Incidentally, have you checked all the connections by removing and cleaning them and particularly the fender clusters and the engine ground strap?
If the battery is bad, there is no use in testing the alternator since you won't know if the problem you have is the battery or the alternator. The only way to do so is to have all known good components except the last unknown one you are testing for.
Incidentally, have you checked all the connections by removing and cleaning them and particularly the fender clusters and the engine ground strap?
Yea, I have all brand new ground cables and straps. Did them about 3 - four months ago. I will test the battery again. If there is a bad component at this stage I would guess it is the battery because I had the alternator off - even though it is near brand new - and took it to an alternator shop and had them do a complete bench test and he said everything is A OK. So I will test again and if the battery isn't up to the specs you gave me I'll get a new one. This one is only about 3 years old but I know that doesn't necessarily mean anything.
Thanks for your help!!!
Thanks for your help!!!
OK speedy, here is an update. I put in a brand new battery and fired it up. The guages still read about 10 amps. I check across the battery with the engine running and I get about 12.6 at best. I took the ground wire off the alternator and used a Dremel and ground down the area around the ground bolt to make sure it was getting a good ground. No difference. Pulled the plug from back of alternator and checked it with the key on and i get 11.8. Where do I go from here??? I should be getting around 14 with the engine running when I check the alternator, right??? The alternator shop swears that this was cranking out 14 consistently yesterday when I picked it up. I'm lost at this point.

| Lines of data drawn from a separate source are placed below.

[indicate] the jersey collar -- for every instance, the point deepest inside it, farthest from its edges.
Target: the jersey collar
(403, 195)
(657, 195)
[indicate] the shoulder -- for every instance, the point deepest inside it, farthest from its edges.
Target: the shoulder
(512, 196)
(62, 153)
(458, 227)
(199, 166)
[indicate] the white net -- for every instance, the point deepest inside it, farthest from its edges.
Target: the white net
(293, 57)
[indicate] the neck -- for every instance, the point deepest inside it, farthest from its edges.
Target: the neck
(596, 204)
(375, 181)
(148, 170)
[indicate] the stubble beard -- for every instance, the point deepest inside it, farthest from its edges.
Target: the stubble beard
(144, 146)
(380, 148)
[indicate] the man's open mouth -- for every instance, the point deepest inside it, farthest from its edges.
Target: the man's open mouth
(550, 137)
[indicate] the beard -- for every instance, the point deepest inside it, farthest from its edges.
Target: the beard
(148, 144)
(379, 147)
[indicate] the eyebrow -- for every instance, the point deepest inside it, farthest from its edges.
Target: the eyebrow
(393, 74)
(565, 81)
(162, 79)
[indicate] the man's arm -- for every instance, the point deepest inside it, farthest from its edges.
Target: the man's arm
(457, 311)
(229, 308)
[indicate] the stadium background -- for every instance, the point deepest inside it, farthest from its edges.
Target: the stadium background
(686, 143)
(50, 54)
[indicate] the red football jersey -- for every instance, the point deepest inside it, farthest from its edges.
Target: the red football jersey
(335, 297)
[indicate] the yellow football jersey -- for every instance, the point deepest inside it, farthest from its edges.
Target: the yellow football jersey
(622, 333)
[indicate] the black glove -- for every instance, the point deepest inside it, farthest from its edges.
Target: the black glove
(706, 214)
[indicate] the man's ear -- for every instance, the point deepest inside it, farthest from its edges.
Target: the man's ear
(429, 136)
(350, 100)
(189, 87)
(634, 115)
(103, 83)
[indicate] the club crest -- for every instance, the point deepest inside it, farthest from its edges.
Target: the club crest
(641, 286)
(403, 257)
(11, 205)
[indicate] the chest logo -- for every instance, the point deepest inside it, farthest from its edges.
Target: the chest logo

OK, last night I did a complete check on everything. The single wire coming to the alternator is reading 11.6 with the key on. I put in a brand new optima battery. I took an old OEM alternator I had here in the garage and had it rebuilt today and when I picked it up he showed me it was charging at 14 volts. When I put everything in I still have the same problem. I cannot get a charge reading above 11. Something is preventing it from charging or is draining voltage. Any suggestions as to where to go from here??? Someone had suggested the switch might be bad. I don't know if it is but would that cause this problem?? The cars starts instantly but I just can't get a charge working the way it should.
you checking at the battery or the post at the back of the alt?
if at the battery, check at the post, I have seen a few with a bad(high voltage drop) charging lead to the batt from the alt., and it does what you are describing
if at the battery, check at the post, I have seen a few with a bad(high voltage drop) charging lead to the batt from the alt., and it does what you are describing
I have been checking at the battery. I was told that was the best place. Let me ask you this, A few months ago I was upgrading and checking all my grounds, etc. So I went to a stereo store and bout about 15 feet of the large red cable and cut it into pieces to use for ground, etc. So I made up a ground wire from this for my alternator and also for the charge wire going to the top post - even though it's a side mount - of the optima. Is this cable OK for this?? I will do a check at the alternator and see it it's OK there. By the way exactly where does the feed for the guage come from?? I have the stock guage but I also installed a set of three custom guages on the console - oil, volts, and water temp. Both guages for the votage read about the same when the car is running but I don't know where they get their info from.
I just checked at the alternator and I get the same reading as I do at the battery. Right now it is reading 12.0 which is still low - even though on the inside the guages are reading about 10 so I'm still lost.